Reference is now made to FIG. 5 , which is a diagram depicting an exemplary processing flow in an initiator network node that includes the NIC described herein, in accordance with some embodiments. Components of the processing flow diagram may correspond to components of system 100 described with reference to FIG. 1A-C, and/or may implement features of the method described with reference to FIG. 2 . Initiator node 550 corresponds to initiator node 150Q of FIG. 1C. Communication layer 550C may correspond to host 150B-1 and/or to host 194 of FIG. 1B and/or be a part of the application in communication with external processor 150B of FIG. 1A. Data plane (e.g., producer) 550E may correspond to external processor 150B of FIG. 1A. NSCT 560 may correspond to a mapping dataset 106B of FIG. 1A. Offloading circuitry 502 may correspond to NIC processing circuitry 102 of FIG. 1A. Context repository 562 may correspond to memory 106 storing the first allocable resources 106D-2 and second allocable resources 106D-1 of FIG. 1A.
The processing flow at the initiating node is as follows:
At (1), Communication layer 550C submits new tasks for processing using network connection NCID.
At (2), the task processing starts. Data plane 550E performs a lookup for the SCID using the NSCT primitive of the NSCT mapping dataset. When there is no entry in the mapping dataset, a new directing context assigned with SCID is allocated and associated with the NCID of the network context assigned to the network connection, otherwise the existing association is used.
At (3), Data plane 550E initializes and posts new tasks to the queue associated with the Directing context. The actual value of NCID is a part of a task related information of the posted working queue element (WQE).
At (4), Data plane 550E ring the doorbell to notify Offload circuitry 502 about non-empty queue associated with the Directing context.
At (5), Offload circuitry 502 starts to process arrived doorbell, by fetching the Directing context from context repository 562 using SCID from doorbell.
At (6), Offload circuitry 502 fetches the WQE from the SQ using state information of the Directing context. The WQE carries the proper NCID value.
At (7), Offload circuitry 502 fetches Network Context using NCID from WQE.
At (7′), Offload circuitry 502 fetches the Network Context using NCID from doorbell. Flow 7′ denotes a flow optimization that may be applicable in the case when the doorbell information contains also NCID.
Step (7′) may be executed concurrently with step (5) BEFORE (6) is completed.
At (8), Offload circuitry 502 processes tasks by downloading data, segmenting the data, calculating the CSC/checksums/digests, formatting packets, headers, and the like; updating congestion state information, RTT calculation and the like; updating Steering and Network Context state information, and saving the NCID← →SCID reference in the corresponding contexts.

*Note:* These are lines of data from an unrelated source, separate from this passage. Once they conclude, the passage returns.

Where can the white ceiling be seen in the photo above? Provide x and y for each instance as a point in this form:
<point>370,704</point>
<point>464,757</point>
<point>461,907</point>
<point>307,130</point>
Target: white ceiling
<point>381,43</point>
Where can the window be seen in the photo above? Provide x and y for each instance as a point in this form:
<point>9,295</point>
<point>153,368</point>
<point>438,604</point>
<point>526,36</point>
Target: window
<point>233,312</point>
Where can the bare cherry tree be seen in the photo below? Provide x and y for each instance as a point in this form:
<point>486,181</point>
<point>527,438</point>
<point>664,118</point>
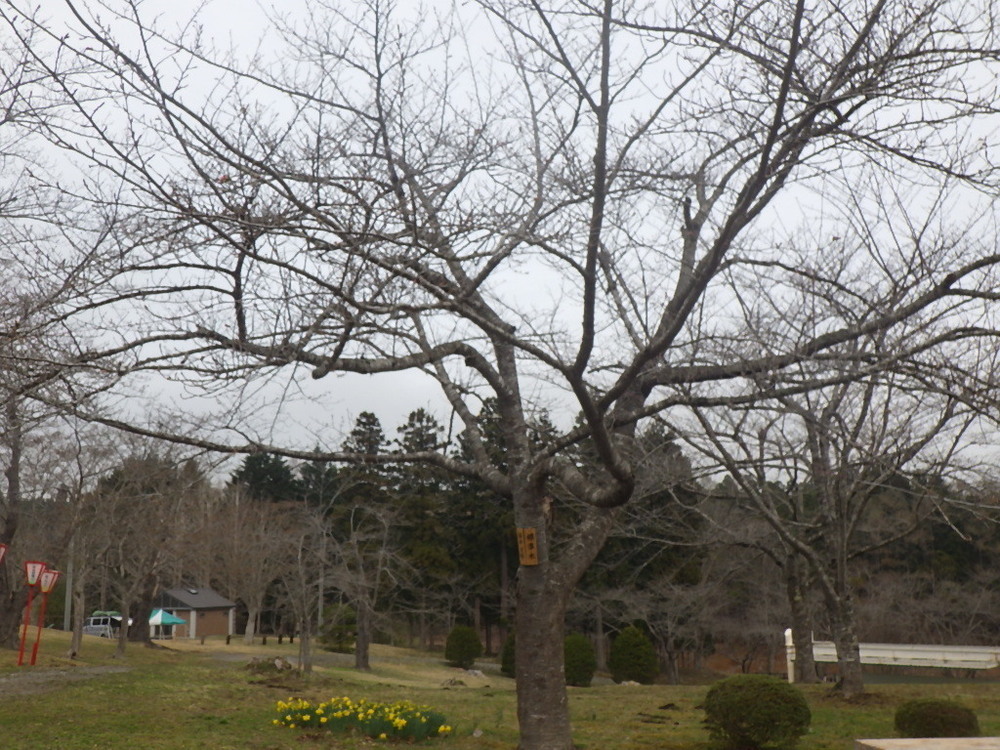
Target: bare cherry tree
<point>559,226</point>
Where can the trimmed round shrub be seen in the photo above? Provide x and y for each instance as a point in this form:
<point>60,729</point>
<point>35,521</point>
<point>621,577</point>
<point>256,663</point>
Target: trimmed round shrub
<point>463,647</point>
<point>928,717</point>
<point>507,655</point>
<point>755,711</point>
<point>633,657</point>
<point>580,660</point>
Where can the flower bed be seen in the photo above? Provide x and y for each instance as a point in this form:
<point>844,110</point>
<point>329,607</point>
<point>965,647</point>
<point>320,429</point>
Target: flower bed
<point>402,720</point>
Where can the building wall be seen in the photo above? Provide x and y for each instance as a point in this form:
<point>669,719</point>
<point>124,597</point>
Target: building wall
<point>212,622</point>
<point>206,622</point>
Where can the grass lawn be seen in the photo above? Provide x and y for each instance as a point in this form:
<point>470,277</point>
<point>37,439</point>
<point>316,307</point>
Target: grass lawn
<point>194,696</point>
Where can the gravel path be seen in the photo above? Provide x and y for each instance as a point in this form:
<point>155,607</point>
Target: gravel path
<point>33,680</point>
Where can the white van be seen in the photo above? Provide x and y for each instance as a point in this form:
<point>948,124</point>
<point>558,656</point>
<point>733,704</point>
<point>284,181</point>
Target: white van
<point>103,624</point>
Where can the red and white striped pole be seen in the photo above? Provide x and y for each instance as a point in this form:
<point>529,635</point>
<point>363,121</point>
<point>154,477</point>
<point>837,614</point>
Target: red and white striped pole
<point>46,582</point>
<point>32,573</point>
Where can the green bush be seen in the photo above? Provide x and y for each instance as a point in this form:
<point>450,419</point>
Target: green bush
<point>754,711</point>
<point>507,655</point>
<point>928,717</point>
<point>633,657</point>
<point>580,661</point>
<point>463,647</point>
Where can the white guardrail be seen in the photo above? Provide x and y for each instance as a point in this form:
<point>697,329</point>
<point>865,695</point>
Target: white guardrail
<point>902,654</point>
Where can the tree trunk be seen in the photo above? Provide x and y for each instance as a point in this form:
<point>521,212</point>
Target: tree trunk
<point>123,632</point>
<point>12,597</point>
<point>542,705</point>
<point>600,641</point>
<point>845,638</point>
<point>805,665</point>
<point>363,638</point>
<point>251,627</point>
<point>305,648</point>
<point>79,615</point>
<point>543,590</point>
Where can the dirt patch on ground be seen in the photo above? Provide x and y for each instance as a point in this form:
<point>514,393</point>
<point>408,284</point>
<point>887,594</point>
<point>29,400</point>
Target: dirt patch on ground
<point>31,681</point>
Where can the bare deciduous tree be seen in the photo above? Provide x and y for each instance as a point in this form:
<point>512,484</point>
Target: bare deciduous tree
<point>560,225</point>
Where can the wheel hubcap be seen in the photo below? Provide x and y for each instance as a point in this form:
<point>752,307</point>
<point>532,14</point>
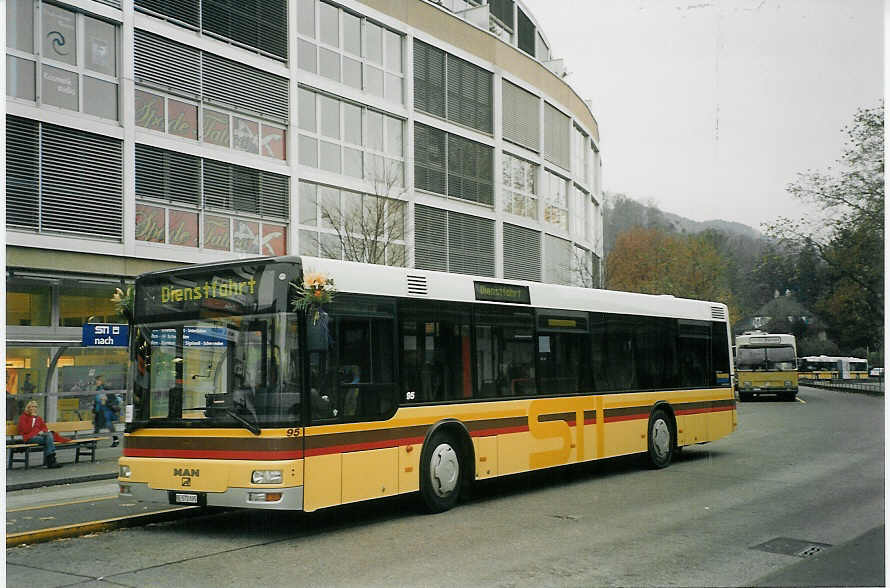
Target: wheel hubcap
<point>444,470</point>
<point>661,438</point>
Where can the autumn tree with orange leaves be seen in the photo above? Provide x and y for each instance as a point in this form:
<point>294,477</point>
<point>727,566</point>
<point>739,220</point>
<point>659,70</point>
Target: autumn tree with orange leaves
<point>651,261</point>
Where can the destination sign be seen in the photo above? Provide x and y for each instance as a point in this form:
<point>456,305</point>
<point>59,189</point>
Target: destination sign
<point>239,290</point>
<point>491,292</point>
<point>105,335</point>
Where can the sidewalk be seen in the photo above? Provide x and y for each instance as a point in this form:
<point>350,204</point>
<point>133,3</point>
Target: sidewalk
<point>104,468</point>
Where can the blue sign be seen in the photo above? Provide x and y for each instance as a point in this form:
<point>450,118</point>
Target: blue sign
<point>163,338</point>
<point>204,336</point>
<point>105,335</point>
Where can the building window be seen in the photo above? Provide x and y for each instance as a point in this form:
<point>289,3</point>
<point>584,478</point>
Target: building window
<point>342,224</point>
<point>556,202</point>
<point>350,49</point>
<point>346,138</point>
<point>52,188</point>
<point>521,116</point>
<point>468,242</point>
<point>77,61</point>
<point>261,26</point>
<point>526,37</point>
<point>28,305</point>
<point>452,165</point>
<point>580,161</point>
<point>190,120</point>
<point>579,216</point>
<point>522,253</point>
<point>556,137</point>
<point>557,260</point>
<point>519,182</point>
<point>452,88</point>
<point>192,202</point>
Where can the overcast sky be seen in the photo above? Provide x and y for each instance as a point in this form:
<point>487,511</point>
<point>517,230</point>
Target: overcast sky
<point>710,108</point>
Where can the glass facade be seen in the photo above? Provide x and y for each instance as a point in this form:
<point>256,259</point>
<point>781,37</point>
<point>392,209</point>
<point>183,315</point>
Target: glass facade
<point>221,170</point>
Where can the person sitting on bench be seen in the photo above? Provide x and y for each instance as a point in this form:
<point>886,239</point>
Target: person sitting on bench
<point>33,430</point>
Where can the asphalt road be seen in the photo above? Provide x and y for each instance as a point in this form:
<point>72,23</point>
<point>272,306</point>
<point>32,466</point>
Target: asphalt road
<point>799,478</point>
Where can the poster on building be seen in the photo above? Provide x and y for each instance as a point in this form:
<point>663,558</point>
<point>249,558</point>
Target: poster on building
<point>274,240</point>
<point>150,223</point>
<point>183,228</point>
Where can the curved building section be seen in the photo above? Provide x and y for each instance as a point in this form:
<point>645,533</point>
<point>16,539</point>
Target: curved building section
<point>144,134</point>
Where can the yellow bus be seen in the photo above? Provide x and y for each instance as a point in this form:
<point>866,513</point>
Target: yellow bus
<point>766,363</point>
<point>817,367</point>
<point>404,381</point>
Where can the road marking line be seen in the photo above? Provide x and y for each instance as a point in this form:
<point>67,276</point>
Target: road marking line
<point>61,503</point>
<point>39,535</point>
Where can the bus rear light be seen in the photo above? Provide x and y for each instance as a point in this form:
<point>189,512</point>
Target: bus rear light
<point>266,477</point>
<point>264,496</point>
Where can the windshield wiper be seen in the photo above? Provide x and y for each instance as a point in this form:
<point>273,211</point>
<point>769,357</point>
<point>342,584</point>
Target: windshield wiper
<point>252,427</point>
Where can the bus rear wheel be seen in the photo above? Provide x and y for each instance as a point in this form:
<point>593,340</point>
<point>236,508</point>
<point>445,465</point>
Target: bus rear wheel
<point>662,439</point>
<point>440,472</point>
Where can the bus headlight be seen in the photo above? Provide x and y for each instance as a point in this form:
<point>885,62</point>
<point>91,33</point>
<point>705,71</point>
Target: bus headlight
<point>266,477</point>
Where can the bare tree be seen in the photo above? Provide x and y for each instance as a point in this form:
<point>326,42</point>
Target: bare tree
<point>369,227</point>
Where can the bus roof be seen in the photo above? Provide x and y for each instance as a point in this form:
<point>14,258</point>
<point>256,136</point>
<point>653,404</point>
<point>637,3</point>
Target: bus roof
<point>363,278</point>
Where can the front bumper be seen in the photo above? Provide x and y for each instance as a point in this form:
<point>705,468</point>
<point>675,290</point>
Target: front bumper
<point>291,498</point>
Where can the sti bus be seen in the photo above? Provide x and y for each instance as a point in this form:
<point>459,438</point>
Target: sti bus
<point>406,381</point>
<point>817,367</point>
<point>766,363</point>
<point>853,368</point>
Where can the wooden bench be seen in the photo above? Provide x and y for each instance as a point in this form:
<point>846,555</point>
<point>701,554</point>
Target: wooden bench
<point>18,451</point>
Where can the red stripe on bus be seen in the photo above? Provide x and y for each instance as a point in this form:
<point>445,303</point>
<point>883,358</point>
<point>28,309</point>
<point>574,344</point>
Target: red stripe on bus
<point>211,454</point>
<point>627,417</point>
<point>704,410</point>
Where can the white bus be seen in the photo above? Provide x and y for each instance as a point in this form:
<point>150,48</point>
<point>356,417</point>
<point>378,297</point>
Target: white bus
<point>766,363</point>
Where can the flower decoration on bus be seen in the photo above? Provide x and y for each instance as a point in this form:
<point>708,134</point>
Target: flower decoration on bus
<point>316,290</point>
<point>123,302</point>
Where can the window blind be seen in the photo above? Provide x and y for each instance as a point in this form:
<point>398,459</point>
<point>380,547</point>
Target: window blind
<point>168,175</point>
<point>470,245</point>
<point>526,37</point>
<point>430,239</point>
<point>429,158</point>
<point>470,166</point>
<point>167,64</point>
<point>522,253</point>
<point>556,136</point>
<point>22,172</point>
<point>81,194</point>
<point>521,116</point>
<point>429,79</point>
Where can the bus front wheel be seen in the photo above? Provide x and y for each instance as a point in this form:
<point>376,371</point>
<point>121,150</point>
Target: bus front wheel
<point>662,439</point>
<point>440,472</point>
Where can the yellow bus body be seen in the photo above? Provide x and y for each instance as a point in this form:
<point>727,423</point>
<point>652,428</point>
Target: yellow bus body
<point>350,462</point>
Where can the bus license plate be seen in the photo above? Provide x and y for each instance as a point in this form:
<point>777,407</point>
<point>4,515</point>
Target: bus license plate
<point>186,498</point>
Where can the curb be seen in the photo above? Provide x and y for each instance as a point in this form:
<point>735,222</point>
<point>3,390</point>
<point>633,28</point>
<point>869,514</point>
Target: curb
<point>43,535</point>
<point>59,481</point>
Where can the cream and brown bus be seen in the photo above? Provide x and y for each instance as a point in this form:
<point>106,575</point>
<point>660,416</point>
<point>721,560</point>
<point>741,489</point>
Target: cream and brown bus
<point>247,394</point>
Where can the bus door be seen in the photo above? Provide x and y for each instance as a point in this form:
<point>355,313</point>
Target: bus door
<point>351,381</point>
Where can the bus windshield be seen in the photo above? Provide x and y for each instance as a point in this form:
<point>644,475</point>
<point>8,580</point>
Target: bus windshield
<point>226,371</point>
<point>765,358</point>
<point>217,347</point>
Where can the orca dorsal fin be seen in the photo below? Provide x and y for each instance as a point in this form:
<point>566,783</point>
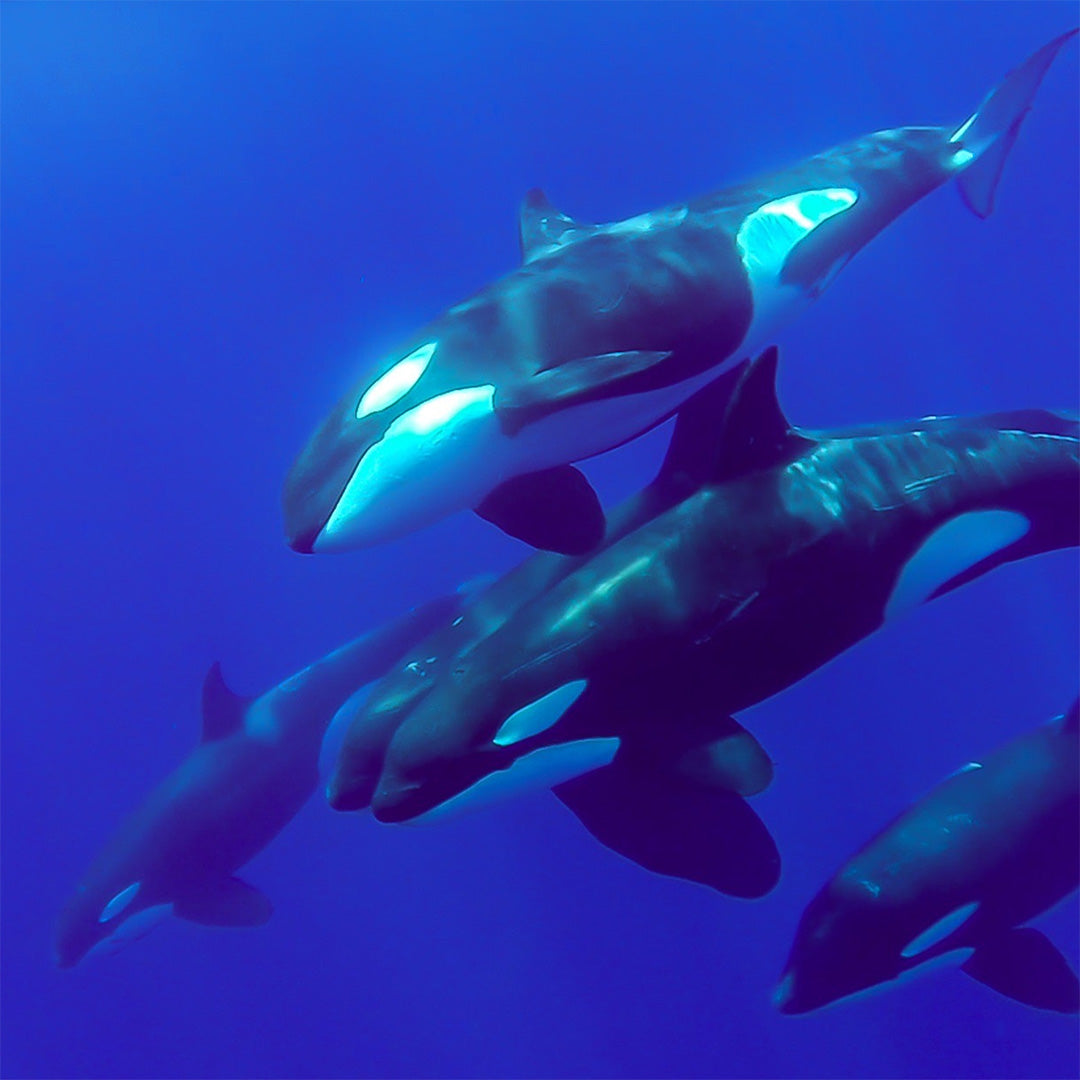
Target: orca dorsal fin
<point>755,433</point>
<point>542,228</point>
<point>223,710</point>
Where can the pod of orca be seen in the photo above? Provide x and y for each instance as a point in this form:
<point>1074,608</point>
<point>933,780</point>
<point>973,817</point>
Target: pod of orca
<point>609,664</point>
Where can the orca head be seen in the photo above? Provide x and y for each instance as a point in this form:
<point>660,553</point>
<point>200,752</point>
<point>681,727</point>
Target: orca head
<point>845,943</point>
<point>455,756</point>
<point>98,920</point>
<point>405,447</point>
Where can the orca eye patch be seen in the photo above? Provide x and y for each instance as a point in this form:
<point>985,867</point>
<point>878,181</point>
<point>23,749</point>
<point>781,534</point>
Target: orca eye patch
<point>394,385</point>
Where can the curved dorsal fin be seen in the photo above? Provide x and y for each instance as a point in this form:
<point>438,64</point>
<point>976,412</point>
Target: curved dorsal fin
<point>723,432</point>
<point>541,227</point>
<point>223,710</point>
<point>755,433</point>
<point>1072,717</point>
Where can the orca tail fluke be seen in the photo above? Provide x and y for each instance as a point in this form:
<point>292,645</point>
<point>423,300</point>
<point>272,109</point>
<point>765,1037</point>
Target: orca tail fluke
<point>983,142</point>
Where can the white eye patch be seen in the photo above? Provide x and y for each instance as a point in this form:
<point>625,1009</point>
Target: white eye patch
<point>539,715</point>
<point>392,387</point>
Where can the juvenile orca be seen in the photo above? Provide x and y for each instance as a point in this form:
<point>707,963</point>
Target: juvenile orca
<point>795,547</point>
<point>253,770</point>
<point>986,851</point>
<point>605,331</point>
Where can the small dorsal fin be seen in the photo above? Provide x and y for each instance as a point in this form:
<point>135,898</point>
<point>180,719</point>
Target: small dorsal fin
<point>542,228</point>
<point>755,433</point>
<point>693,447</point>
<point>223,710</point>
<point>1072,717</point>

At (9), Offload circuitry 502 transmits the packets across the network.
At (10), Offload circuitry 502 processes the arrived response packets received across the network and obtains NCID (directly or indirectly) using the information in the received packet. Direct obtaining of NCID examples include: using QPID of RoCE header, and CoCo option of TCP header. Indirect examples include: lookup NCID by 5 tuple key build from TCP/IP headers of the packet
At (11), Offload circuitry 502 fetches the Network Context using NCID from context repository 562. The Network Context includes the attached SCID value.
At (12), Offload circuitry 502 fetches Directing context using SCID obtained from the Network Context.
At (13), Offload circuitry 502 performs packet processing using the Network Context state information by: updating the congestion state information, RTT calculation and the like; and clearing the NCID← →SCID reference in context.
At (14), Offload circuitry 502 performs packet processing using the Directing context state information, by: posting working element with the task response related information into the RQ; posting working elements with task request/response completion information into the CQ; and clearing the NCID← →SCID reference in context.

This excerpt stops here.